March: 10, 2026
The world is watching these days how Iran is subjected to the aggression of the United States and Israel. At the same time, the picture is Iran’s resistance to a tandem of countries vastly superior in resources, one of which is a nuclear superpower.
However, the subject of my attention here is not the political aspect of this war or the military-political, geopolitical layers. The basis of Iran’s resistance is not only the will of the Iranian people and the elite, but the potential of the Iranian economy. An economy that has been under severe international sanctions for more than 40 years, but which during those years has been endowed with the industrial potential to withstand a nuclear superpower and strike back, has the potential for long-term resistance.
All this is due to Iran’s industrial capacity, because it is the industry that has ensured the availability of such a volume of military products that ensures resistance. Being under severe sanctions for decades, Iran has managed to build such an economy, such an industrial system, which has allowed it to have tangible self-sufficiency.
Moreover, this is not only the issue of the military industry. In order to have a military industry, to develop a military-industrial complex, one must first have a viable industrial complex and traditions in general. Moreover, one can imagine how much more the Iranian economy could have been if there was a more favorable and wider environment for attracting foreign investments, if there were no sanctions.
This example is essentially not identical to Armenia in its scale, but in terms of challenges, it is quite comparable. After all, Armenia is also dealing with a security environment, a set of challenges arising from that environment, which exceed Armenia’s potential several times. Therefore, an industrialized economy that will ensure self-sufficiency as much as possible is imperative for Armenia.
And Armenia, unlike Iran, has a more open environment for attracting investments, it is not under sanctions. Moreover, Armenia itself benefits from the fact that, for example, Russia is under sanctions. But Armenia benefits from it only through the logic of “speculation”, not productivity, creating value, developing industrial potential. That is why the volume of trade and services is increasing in Armenia, and foreign investments are decreasing, which would be aimed at the prospects of creating industrial and production value in Armenia, adding “heavy weight” to the economy.
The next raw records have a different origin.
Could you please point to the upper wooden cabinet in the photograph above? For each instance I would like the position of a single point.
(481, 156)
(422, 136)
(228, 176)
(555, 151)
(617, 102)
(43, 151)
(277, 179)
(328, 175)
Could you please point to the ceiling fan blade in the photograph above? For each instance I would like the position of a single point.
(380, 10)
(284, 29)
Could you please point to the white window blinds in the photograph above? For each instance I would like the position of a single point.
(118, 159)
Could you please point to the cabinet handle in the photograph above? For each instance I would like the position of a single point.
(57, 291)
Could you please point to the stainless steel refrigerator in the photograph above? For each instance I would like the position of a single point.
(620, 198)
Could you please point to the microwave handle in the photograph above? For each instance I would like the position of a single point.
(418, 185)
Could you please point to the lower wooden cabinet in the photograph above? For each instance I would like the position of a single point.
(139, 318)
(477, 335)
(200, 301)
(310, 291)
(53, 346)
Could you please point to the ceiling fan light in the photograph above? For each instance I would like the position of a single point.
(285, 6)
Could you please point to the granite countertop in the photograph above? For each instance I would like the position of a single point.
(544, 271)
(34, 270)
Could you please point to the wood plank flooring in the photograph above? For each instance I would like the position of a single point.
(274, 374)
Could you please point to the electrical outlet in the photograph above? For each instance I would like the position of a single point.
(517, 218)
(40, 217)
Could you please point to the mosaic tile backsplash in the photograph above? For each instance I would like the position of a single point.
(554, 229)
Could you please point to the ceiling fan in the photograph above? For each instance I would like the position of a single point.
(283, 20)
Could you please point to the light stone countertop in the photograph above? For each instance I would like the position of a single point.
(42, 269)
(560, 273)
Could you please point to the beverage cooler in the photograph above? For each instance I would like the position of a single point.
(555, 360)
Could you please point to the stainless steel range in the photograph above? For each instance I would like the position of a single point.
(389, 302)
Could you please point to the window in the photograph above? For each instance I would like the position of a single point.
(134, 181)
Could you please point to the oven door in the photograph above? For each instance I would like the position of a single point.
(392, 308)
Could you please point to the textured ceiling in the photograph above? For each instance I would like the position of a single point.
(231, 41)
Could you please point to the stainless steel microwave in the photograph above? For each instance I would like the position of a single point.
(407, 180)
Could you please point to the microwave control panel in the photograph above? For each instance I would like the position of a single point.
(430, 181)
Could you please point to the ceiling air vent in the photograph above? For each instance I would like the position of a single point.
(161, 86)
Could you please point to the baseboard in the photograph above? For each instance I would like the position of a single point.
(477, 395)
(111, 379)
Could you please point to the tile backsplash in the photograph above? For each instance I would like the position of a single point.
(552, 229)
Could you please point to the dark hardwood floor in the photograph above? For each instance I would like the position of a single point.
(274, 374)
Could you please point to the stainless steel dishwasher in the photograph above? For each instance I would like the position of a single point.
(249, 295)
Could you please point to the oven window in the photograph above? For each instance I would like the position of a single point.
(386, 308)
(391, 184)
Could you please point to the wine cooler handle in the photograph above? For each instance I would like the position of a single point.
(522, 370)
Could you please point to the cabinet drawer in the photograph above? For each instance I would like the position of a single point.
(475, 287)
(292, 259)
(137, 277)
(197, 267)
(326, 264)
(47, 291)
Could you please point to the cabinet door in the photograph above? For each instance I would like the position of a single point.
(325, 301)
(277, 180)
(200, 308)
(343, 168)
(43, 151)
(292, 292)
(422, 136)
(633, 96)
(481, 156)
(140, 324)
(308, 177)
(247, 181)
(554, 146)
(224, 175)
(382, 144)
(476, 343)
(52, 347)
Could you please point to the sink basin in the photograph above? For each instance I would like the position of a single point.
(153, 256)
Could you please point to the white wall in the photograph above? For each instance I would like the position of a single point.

Because in the conditions of complex and disproportionate security challenges, it is not tourism, for example, but the heavy industrialized economy that makes the state resilient. Not only would Iran today not be able to withstand the challenges thrown at it, if instead of giving a boost to the types of industry, for example, it thought of just giving a boost to tourism and services, it would also suffer enormous losses, as the first instability would hit those sectors.
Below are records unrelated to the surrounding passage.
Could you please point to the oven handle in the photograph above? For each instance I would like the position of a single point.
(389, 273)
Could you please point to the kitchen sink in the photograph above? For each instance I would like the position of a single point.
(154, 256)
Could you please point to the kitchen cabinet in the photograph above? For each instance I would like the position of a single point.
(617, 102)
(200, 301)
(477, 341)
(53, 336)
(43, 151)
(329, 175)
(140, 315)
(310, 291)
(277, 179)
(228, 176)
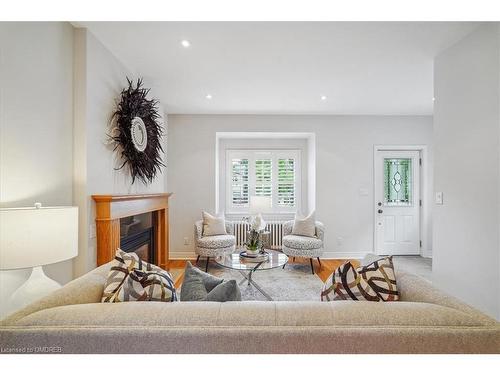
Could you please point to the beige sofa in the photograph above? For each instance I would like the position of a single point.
(72, 320)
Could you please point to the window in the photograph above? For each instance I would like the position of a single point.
(270, 173)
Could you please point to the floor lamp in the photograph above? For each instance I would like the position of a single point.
(31, 237)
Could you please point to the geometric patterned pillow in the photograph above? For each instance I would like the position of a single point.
(373, 282)
(131, 279)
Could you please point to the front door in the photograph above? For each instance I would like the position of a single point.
(397, 202)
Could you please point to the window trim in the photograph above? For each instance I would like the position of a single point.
(252, 155)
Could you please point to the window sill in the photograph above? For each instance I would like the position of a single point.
(281, 216)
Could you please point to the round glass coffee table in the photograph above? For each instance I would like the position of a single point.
(247, 268)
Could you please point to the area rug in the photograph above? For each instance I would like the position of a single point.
(294, 283)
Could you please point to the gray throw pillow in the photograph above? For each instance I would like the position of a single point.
(201, 286)
(227, 291)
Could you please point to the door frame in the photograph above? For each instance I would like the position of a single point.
(425, 251)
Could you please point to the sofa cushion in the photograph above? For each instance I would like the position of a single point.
(217, 242)
(373, 282)
(131, 279)
(302, 242)
(295, 314)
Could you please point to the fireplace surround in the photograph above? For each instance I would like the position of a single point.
(111, 208)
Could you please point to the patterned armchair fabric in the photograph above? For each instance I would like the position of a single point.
(301, 246)
(211, 246)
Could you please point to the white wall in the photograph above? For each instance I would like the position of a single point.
(466, 136)
(36, 68)
(344, 164)
(100, 79)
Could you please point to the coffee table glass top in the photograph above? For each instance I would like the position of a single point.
(233, 261)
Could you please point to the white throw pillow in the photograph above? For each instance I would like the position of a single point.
(304, 226)
(213, 225)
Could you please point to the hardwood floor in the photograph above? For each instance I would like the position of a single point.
(176, 267)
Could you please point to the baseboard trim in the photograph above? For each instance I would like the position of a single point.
(183, 255)
(344, 255)
(426, 253)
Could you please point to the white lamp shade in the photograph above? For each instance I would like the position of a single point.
(260, 205)
(32, 237)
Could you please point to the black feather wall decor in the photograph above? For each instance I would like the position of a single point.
(137, 133)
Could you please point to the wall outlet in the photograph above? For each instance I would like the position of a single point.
(340, 241)
(439, 197)
(363, 192)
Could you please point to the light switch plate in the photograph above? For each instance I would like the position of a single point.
(439, 197)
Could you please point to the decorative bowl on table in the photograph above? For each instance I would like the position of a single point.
(261, 256)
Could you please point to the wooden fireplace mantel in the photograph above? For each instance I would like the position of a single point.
(111, 208)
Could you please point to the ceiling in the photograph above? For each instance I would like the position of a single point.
(383, 68)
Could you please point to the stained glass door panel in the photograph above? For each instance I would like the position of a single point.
(398, 182)
(397, 196)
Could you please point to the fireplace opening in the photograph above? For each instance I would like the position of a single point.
(137, 235)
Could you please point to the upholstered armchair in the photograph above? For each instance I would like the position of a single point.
(302, 246)
(212, 246)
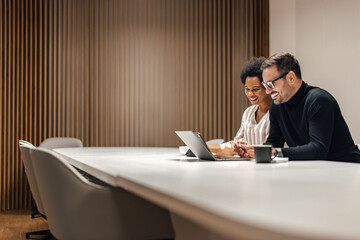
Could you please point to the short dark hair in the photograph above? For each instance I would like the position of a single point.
(284, 62)
(252, 69)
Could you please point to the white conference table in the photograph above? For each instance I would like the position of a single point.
(236, 199)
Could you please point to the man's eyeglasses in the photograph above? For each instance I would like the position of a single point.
(270, 84)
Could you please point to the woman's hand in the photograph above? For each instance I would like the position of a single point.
(241, 148)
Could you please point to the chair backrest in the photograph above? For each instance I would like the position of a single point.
(78, 209)
(61, 142)
(25, 155)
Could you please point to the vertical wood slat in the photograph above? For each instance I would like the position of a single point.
(121, 73)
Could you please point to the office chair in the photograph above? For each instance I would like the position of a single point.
(79, 209)
(60, 142)
(25, 149)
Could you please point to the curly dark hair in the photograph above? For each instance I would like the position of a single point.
(252, 69)
(284, 62)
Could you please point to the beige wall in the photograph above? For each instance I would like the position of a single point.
(325, 37)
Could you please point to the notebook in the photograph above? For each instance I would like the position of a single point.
(198, 146)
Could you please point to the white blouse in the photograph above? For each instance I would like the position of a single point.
(255, 133)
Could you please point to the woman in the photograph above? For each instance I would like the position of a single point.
(255, 122)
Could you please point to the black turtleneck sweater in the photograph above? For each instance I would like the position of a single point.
(313, 127)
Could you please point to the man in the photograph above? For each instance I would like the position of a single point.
(307, 118)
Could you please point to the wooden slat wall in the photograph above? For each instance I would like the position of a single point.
(121, 73)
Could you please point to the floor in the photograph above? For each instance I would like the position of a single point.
(15, 223)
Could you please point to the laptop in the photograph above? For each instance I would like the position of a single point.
(198, 146)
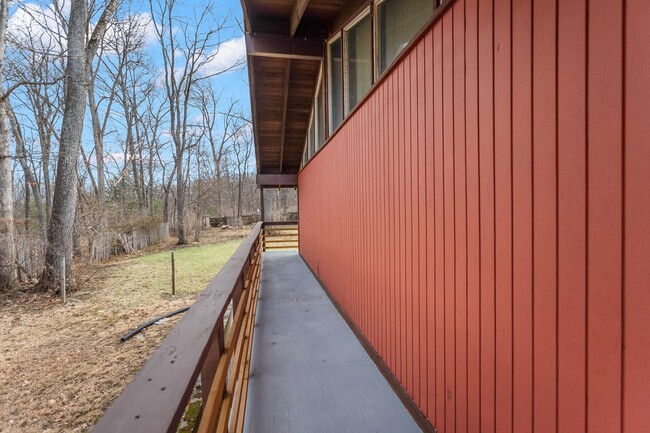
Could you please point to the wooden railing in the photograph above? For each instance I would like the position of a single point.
(282, 235)
(199, 345)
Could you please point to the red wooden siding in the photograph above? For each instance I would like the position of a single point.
(484, 217)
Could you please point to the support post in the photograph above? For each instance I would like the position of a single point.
(63, 280)
(173, 275)
(262, 203)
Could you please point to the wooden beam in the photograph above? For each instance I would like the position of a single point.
(275, 180)
(287, 74)
(247, 15)
(269, 45)
(299, 8)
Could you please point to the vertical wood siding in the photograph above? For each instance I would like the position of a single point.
(484, 217)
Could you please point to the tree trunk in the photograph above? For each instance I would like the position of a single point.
(180, 202)
(8, 273)
(59, 234)
(30, 179)
(99, 156)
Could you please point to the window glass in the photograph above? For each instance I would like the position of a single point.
(335, 80)
(320, 117)
(397, 22)
(311, 142)
(358, 61)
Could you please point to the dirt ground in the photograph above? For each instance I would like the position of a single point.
(62, 366)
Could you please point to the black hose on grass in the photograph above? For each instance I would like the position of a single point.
(151, 322)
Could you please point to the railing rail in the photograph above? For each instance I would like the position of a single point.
(282, 235)
(199, 344)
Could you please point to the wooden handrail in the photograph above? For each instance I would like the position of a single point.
(280, 235)
(157, 397)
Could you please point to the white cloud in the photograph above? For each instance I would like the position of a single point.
(229, 55)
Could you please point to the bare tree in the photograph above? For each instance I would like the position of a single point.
(188, 49)
(8, 272)
(80, 57)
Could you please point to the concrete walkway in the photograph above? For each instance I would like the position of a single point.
(309, 373)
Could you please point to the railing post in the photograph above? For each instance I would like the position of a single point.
(212, 361)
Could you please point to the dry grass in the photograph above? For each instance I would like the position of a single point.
(62, 366)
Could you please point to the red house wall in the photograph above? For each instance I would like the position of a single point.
(484, 217)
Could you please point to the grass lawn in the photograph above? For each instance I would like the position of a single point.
(76, 365)
(139, 281)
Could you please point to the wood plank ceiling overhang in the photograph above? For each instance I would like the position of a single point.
(285, 41)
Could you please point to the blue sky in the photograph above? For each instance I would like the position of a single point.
(233, 84)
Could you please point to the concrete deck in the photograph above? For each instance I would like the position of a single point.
(309, 373)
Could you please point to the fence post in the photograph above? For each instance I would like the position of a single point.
(63, 280)
(173, 276)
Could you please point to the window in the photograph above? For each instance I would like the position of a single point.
(397, 23)
(311, 139)
(320, 115)
(358, 60)
(335, 80)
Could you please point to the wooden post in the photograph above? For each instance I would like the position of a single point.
(63, 280)
(173, 276)
(262, 203)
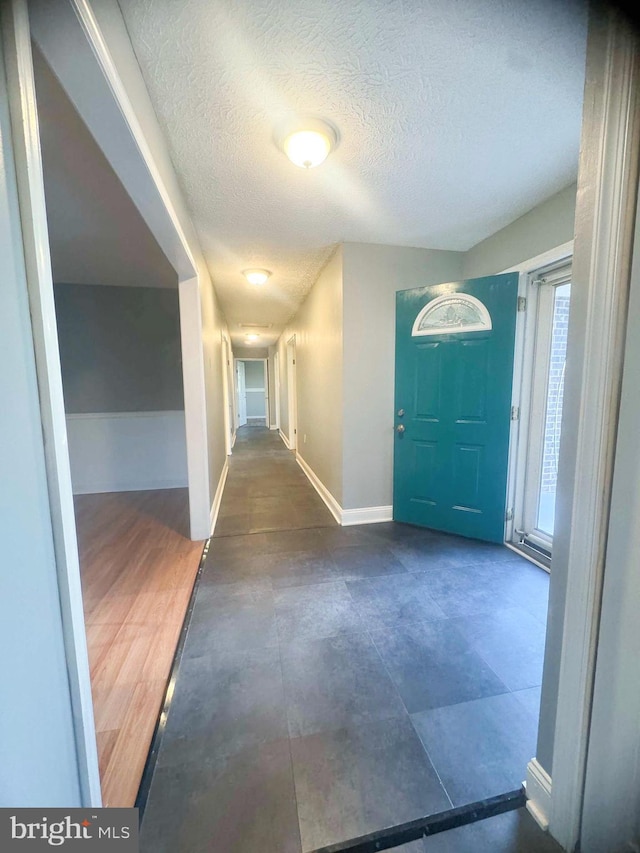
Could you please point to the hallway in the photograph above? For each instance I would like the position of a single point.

This does not mean at all that these sectors should not be developed in the country. All sectors must develop. But, when we talk about the existential, ontological strength of the state, there is no doubt that its basis can only be the “weighted economy” with a rich sectoral backbone of various “shades” of industry.
Moreover, the example of an industrial, heavy economy is not about producing tanks and missiles, but simply about developing industrial, production potential. Because the resilience of the state is a complex phenomenon, it is not measured only by tanks and missiles. Industrial potential is investment in value-creating economic processes. In that sense, Armenia has especially recently failed to work with investors, which is evidenced by the lack of investments.
Those failures are covered with cult-like conversations and festival “exotics” of the service sector. And in order to be a viable and competitive state, these sectors can be an important coupling of the economy, but never a locomotive.